Mais la connaissance passe aussi bien par le nombre que par la lettre. L'écriture représente un des premiers codage de l'information. Pourtant l'alphabet a peu à voir avec le nombre, beaucoup a voir avec le codage, avec le signe, quelque chose qui renvoie à autre chose. Le nombre lui aussi possède, en plus de représenter une grandeur, une fonction de signe, mais beaucoup moins spécifique qu'un alphabet. La radiophonie, le téléphone, la photographie, le cinéma ou la télévision sont des procédés  de transmission analogiques de l'information qui ont aussi révolutionné notre vie, avant la généralisation du "numérique". Mais cette information sous forme de signaux électriques est spécifique. Un flux vidéo ne peut être "compris" par un téléphone, les influx électriques d'une conversation téléphonique ne peuvent être interprétés par une radio.

Si notre vie change tant, si nous pouvons aujourd'hui nous voir et parler en temps réel c'est à la fois parce que, comme nous l'avons vu,   les informations possibles de la réalité ne sont pas toutes transmises car éliminées par la quantification des données( l'échantillonnage par des nombres)  et donc réduisent le volume à transmettre, mais aussi  parce que les procédés de codage/décodage ont considérablement évolué grâce aux mathématiques de compression/décompression. La vitesse de transmission des informations codées a parallèlement subi une très considérable accélération des supports de transmission qui fonctionnent à la vitesse de la lumière ( comme la fibre optique) sans limitation de distance. Enfin parce que l'information codée sous forme de nombre permet de banaliser ce qu'elle contient. Le nombre est un signe versatile qui peut représenter à peu près tout et n'importe quoi. Alors qu'une membrane de haut parleur ne peut que transmettre qu'un isomorphisme de la vibration de l'air, alors qu'une plaque de photographie ne peut mémoriser que des zones claires ou foncées, un codage du niveau de ces grandeurs devient une information numérisée, standardisée, qui peut être transmise indépendamment de l'appareil qui doit la restituer.  Cette information banalisée peut aussi être mémorisée ad vitam eternam en quantité de plus en plus importante sur une surface de matière de plus en plus réduite.
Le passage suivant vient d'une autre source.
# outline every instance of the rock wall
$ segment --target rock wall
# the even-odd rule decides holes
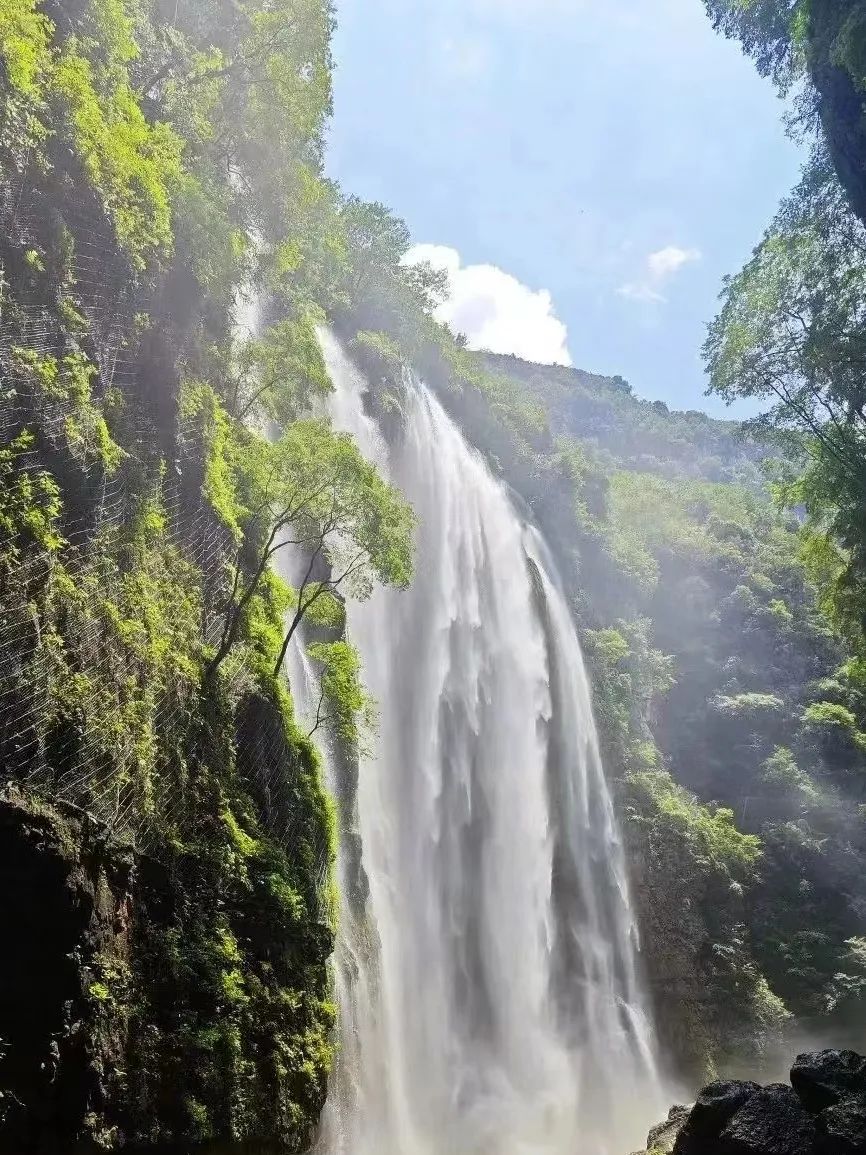
[[[333,935],[292,918],[284,864],[249,843],[157,861],[0,795],[0,1152],[306,1149]]]
[[[0,798],[0,1143],[104,1139],[126,1015],[106,982],[128,972],[134,861],[72,808]]]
Il est alors possible de conservée des données sous forme de nombre qui concernent aussi bien des images, des voix, des livres ou tout autre aspect de la réalité qui peut être "codée".
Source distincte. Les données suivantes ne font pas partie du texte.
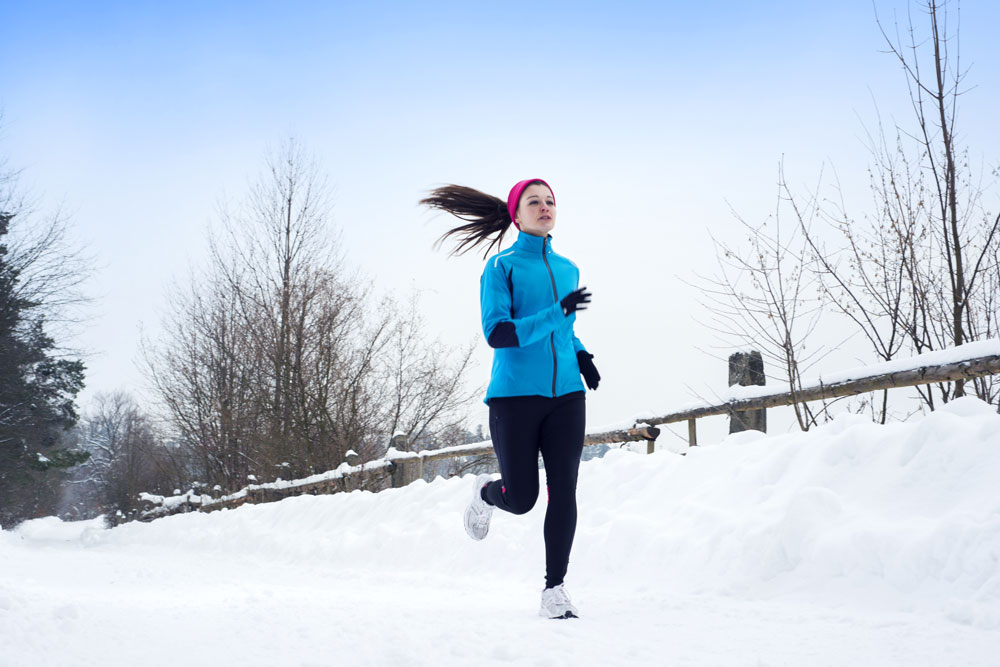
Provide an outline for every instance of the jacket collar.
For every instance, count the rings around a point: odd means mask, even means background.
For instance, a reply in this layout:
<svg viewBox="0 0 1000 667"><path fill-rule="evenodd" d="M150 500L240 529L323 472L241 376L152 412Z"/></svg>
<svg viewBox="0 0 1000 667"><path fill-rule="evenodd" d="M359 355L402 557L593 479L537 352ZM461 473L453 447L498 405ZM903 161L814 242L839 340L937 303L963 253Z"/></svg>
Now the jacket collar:
<svg viewBox="0 0 1000 667"><path fill-rule="evenodd" d="M552 235L532 236L525 232L517 233L517 240L514 241L514 248L524 252L541 254L544 250L552 251Z"/></svg>

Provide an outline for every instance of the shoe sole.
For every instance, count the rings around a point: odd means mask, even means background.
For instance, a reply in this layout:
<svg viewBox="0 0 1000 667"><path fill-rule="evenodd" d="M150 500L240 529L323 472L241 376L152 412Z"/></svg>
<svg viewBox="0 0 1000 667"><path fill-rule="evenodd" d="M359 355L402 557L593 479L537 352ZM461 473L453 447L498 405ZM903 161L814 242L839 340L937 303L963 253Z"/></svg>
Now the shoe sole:
<svg viewBox="0 0 1000 667"><path fill-rule="evenodd" d="M480 478L482 478L482 475L476 477L476 482L478 482ZM492 480L487 480L487 483L489 483L489 481ZM482 490L483 490L483 485L476 484L476 488L473 489L472 492L473 501L475 501L477 498L482 499L482 496L480 495L480 493L482 493ZM473 535L472 531L469 529L469 515L471 513L472 513L472 503L470 503L469 506L465 508L465 534L468 535L471 539L476 540L477 542L481 542L486 539L486 536L490 532L490 527L488 525L486 526L486 532L483 533L482 537L477 537Z"/></svg>

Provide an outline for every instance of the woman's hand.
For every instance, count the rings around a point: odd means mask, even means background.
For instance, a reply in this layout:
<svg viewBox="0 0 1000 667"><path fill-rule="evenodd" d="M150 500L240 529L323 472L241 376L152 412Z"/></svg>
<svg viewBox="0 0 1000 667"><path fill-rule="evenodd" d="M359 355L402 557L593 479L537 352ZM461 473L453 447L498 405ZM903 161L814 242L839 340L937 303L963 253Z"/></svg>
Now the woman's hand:
<svg viewBox="0 0 1000 667"><path fill-rule="evenodd" d="M587 291L586 287L581 287L564 296L559 303L562 304L563 315L569 317L570 314L578 310L587 310L587 304L590 303L590 292Z"/></svg>
<svg viewBox="0 0 1000 667"><path fill-rule="evenodd" d="M601 381L601 374L597 372L597 366L593 362L594 355L586 350L576 353L576 360L580 364L580 375L587 383L587 389L597 389L597 383Z"/></svg>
  Le nombre avec le codage c'est donc un truchement, et comme la monnaie représente ce qu'on peut acheter, un codage numérique représente ce qu'on peut entendre, voir, écrire, lire, penser et même maintenant ressentir. Nous pouvons extérioriser nos comportements, numérisés dans des robots.

  Mais il faut aussi modifier tous les appareils qui restituaient l'information analogique, au lieu d'un "tourne disque" qui lisait l'information creusée dans les sillons pour faire varier un haut parleur, l'appareil "numérique" va lire des nombres, sensés mimer des grandeurs qui permettent de faire vibrer plus ou moins fort le haut parleur.


La matière sans nombre, l'information comme abstraction

  Si nous considérons que ce sont les nombres des ordinateurs, les nombres des smartphones, ou ceux qui circulent dans les fibres optiques, qui changent notre vie nous sommes dans l'erreur. Il n'y a pas de nombres dans la matière. Mais les appareils que nous construisons possèdent cette "conscience fossilisée" que nous mettons en eux, nous y ingérons par analogie les nombres qui parsèment notre esprit. Nous réussissons à composer des objets "numériques" aptes à "numériser" la réalité pour en abstraire une partie nommée "information" qui ne contient pas en fait de nombres mais des représentations de phénomènes physiques.

  Par le numérique nous obtenons cette capacité de mimer la réalité en boîte, et même dans de toutes petites boîtes de quelques micromètres par un déplacement d'électrons (un courant électrique). Par l'infiniment petit, nous pouvons augmenter notre capacité d'action au delà de notre corps, en pilotant des automatismes distant, ou en transmettant instantanément à des millions de kilomètres  dans l'espace astronomique notre voix, notre image et même en mode différé notre pensée via l'écrit. Mais que comprenons nous de cette réalité ? En réduisant le monde, en tentant de le résumer à des nombres ne sommes-nous pas  ainsi ramené à notre incompréhension fondamentale, à notre triste finitude, entre l'infiniment petit et l'infiniment grand?

"Car enfin qu'est-ce que l'homme dans la nature ? Un néant à l'égard de l'infini, un tout à l'égard du néant, un milieu entre rien et tout. Infiniment éloigné de comprendre les extrêmes, la fin des choses et leur principe sont pour lui invinciblement cachés dans un secret impénétrable, également incapable de voir le néant d'où il est tiré, et l'infini où il est englouti."

Blaise Pascal.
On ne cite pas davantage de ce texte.